Feuille Tombee «2025-2026»

That night, a storm came. Auguste lay in bed listening to the wind tear at the linden. Branches scraped the roof like fingers. And then, silence. When he woke, the courtyard was bare. The leaves were gone—blown into the neighboring field, the river, the unknown.

Then he looked down. On the top step of his porch, sheltered by the overhang, lay one last leaf. It was torn in half, rain-soaked, but unmistakably there. He bent—his knees complaining—and picked it up. Feuille tombee

He had not always been old. Once, he had been a boy who climbed that linden tree to kiss a girl named Céleste. She had laughed and dropped a handful of leaves over his head. "Feuille tombée," she whispered. Fallen leaf. She meant him. He was always falling—out of trees, into love, into trouble.
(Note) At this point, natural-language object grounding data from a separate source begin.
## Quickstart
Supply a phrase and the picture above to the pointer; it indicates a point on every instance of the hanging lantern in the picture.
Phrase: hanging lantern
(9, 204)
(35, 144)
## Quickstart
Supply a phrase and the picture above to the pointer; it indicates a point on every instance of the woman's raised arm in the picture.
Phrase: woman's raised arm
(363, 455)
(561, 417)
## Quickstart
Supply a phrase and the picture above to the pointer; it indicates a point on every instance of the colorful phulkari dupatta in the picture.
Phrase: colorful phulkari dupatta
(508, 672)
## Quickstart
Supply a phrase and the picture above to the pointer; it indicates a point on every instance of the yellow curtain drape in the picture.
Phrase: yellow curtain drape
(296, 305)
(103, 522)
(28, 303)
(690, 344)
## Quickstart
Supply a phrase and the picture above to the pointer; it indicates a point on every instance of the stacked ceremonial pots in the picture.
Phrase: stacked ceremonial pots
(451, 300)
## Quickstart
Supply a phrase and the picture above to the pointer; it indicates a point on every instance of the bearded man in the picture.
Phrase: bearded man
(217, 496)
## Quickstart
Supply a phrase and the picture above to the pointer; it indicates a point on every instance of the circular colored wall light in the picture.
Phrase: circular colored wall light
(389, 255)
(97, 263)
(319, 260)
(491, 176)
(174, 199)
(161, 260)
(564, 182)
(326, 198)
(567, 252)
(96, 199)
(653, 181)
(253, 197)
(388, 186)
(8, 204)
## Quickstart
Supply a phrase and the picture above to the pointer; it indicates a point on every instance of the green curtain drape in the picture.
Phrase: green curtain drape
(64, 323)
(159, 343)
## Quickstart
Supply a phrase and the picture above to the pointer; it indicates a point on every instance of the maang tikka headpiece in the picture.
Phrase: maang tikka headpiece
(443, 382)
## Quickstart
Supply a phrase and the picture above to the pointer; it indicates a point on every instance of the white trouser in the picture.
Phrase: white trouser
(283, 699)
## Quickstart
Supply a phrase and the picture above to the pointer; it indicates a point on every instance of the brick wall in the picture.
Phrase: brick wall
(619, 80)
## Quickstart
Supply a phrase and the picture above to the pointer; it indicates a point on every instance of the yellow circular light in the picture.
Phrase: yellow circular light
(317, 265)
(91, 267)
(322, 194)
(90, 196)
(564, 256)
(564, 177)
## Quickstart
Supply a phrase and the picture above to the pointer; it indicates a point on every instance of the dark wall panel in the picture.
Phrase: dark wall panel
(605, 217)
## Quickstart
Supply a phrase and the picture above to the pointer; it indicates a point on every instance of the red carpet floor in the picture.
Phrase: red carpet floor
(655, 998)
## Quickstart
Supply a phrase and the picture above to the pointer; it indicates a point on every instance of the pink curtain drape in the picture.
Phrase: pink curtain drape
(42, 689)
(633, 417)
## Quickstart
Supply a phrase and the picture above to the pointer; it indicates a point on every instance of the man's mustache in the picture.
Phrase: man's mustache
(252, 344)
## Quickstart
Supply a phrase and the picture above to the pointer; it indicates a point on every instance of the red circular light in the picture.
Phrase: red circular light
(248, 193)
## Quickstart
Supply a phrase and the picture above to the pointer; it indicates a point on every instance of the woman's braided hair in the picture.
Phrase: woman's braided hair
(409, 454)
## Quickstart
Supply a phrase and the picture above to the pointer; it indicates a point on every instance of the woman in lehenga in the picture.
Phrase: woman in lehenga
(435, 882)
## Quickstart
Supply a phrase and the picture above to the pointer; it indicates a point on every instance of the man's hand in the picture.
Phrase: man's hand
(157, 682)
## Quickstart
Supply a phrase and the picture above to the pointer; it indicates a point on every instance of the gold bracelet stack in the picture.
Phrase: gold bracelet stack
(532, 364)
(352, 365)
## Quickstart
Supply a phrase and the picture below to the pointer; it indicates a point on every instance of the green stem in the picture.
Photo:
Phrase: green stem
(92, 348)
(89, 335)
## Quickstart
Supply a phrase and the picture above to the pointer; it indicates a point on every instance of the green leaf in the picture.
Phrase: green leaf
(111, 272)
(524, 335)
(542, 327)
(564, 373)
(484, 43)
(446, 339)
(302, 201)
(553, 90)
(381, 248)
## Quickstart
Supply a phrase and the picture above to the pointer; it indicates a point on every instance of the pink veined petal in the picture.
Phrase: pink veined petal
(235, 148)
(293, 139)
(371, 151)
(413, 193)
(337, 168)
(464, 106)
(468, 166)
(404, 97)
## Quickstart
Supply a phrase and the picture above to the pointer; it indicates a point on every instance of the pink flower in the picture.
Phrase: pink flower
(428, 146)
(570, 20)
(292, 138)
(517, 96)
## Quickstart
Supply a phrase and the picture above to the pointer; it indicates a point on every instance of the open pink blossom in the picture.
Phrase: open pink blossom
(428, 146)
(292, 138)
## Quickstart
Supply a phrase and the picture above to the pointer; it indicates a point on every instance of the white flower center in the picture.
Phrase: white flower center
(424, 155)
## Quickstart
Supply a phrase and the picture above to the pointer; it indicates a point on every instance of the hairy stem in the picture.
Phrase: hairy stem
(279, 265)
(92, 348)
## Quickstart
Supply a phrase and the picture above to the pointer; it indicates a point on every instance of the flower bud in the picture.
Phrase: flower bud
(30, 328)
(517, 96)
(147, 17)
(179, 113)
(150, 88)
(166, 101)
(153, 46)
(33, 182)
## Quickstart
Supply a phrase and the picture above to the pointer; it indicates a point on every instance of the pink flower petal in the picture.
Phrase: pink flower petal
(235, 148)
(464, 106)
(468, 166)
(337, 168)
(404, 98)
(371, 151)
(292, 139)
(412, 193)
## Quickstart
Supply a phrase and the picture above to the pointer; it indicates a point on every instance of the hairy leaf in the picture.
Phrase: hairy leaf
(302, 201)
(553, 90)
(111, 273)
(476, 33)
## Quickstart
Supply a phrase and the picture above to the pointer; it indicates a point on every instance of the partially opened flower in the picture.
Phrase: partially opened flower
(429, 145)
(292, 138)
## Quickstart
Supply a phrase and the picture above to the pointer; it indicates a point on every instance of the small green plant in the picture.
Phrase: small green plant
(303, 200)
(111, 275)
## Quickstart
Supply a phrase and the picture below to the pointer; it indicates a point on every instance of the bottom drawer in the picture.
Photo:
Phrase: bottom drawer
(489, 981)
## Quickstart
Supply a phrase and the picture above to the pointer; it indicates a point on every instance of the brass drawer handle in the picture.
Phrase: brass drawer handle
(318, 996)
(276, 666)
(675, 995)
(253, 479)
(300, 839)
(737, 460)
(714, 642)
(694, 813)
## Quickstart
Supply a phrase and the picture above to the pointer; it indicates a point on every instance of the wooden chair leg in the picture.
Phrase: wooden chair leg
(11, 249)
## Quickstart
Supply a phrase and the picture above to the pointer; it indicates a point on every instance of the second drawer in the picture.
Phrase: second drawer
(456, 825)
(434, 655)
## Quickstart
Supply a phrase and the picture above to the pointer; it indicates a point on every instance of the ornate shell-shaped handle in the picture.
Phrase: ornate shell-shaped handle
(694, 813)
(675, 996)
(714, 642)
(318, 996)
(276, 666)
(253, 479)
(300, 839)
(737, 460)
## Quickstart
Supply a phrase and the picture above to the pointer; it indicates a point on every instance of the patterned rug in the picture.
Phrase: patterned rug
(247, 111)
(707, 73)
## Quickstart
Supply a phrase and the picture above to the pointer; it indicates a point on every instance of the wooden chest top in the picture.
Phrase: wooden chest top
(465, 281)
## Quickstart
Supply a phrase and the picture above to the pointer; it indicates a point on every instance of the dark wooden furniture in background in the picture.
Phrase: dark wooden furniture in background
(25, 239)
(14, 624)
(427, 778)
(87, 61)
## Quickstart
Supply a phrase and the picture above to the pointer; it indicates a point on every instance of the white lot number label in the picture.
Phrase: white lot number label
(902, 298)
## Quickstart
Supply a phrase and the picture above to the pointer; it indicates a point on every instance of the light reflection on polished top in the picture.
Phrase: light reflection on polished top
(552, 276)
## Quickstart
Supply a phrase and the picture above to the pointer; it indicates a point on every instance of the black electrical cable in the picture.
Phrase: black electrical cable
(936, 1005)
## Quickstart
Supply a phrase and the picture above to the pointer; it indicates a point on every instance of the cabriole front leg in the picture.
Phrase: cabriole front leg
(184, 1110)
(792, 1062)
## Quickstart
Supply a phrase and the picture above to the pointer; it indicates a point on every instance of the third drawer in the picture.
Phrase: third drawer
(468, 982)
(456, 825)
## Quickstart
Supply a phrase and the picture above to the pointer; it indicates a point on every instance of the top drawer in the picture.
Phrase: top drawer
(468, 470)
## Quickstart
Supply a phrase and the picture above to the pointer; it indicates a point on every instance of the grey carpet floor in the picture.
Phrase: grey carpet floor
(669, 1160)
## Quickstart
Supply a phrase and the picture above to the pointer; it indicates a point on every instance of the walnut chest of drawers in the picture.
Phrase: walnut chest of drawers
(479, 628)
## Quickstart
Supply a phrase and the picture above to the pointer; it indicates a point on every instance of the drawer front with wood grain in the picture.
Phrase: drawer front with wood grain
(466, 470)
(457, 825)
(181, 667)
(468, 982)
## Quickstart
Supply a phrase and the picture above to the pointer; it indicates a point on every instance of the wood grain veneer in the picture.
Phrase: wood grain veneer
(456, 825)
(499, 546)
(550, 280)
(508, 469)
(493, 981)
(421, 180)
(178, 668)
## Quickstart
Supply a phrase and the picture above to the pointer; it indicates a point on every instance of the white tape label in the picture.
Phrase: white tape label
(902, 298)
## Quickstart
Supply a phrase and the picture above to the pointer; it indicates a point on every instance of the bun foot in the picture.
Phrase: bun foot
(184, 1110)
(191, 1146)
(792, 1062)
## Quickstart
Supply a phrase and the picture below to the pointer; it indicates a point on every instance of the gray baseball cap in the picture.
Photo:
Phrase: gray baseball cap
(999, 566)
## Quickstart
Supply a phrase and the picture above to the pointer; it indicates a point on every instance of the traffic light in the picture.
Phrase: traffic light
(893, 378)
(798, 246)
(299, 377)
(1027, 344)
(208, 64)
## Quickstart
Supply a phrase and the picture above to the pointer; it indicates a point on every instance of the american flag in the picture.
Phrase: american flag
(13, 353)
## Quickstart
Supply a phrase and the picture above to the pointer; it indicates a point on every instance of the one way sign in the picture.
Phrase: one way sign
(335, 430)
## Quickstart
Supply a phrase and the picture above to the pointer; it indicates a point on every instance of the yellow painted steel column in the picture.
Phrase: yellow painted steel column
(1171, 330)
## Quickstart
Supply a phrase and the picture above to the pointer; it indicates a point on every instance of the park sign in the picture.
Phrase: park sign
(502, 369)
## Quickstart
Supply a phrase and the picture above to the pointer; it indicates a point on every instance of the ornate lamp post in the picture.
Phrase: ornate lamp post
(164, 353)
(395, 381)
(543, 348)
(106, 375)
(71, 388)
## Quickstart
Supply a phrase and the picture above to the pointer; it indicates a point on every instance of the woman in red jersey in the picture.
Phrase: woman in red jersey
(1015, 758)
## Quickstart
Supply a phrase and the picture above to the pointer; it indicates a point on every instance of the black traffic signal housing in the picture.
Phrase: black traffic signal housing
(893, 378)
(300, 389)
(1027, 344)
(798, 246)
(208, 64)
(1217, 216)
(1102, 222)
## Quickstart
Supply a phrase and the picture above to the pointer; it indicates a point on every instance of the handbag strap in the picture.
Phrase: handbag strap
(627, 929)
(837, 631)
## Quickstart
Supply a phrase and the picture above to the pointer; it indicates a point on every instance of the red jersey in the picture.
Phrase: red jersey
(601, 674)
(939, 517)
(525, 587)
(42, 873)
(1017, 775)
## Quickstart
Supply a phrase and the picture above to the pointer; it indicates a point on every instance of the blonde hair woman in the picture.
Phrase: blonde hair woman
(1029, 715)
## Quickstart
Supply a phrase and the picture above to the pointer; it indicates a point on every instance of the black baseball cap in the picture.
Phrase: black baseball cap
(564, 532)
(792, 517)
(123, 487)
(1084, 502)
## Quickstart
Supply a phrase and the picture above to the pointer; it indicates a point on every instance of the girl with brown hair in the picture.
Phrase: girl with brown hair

And she was always there to catch him. That night, a storm came

The old man’s name was Auguste, and for seventy years he had lived in the same village nested in the loam of the Loire Valley. Every autumn, he watched the linden tree in his courtyard shed its leaves. He never raked them. He liked the way they lay like forgotten letters on the wet earth. And then, silence

Margot did not understand. She saw decay. He saw geography—the map of every autumn he had lived, every ending that had also been a beginning.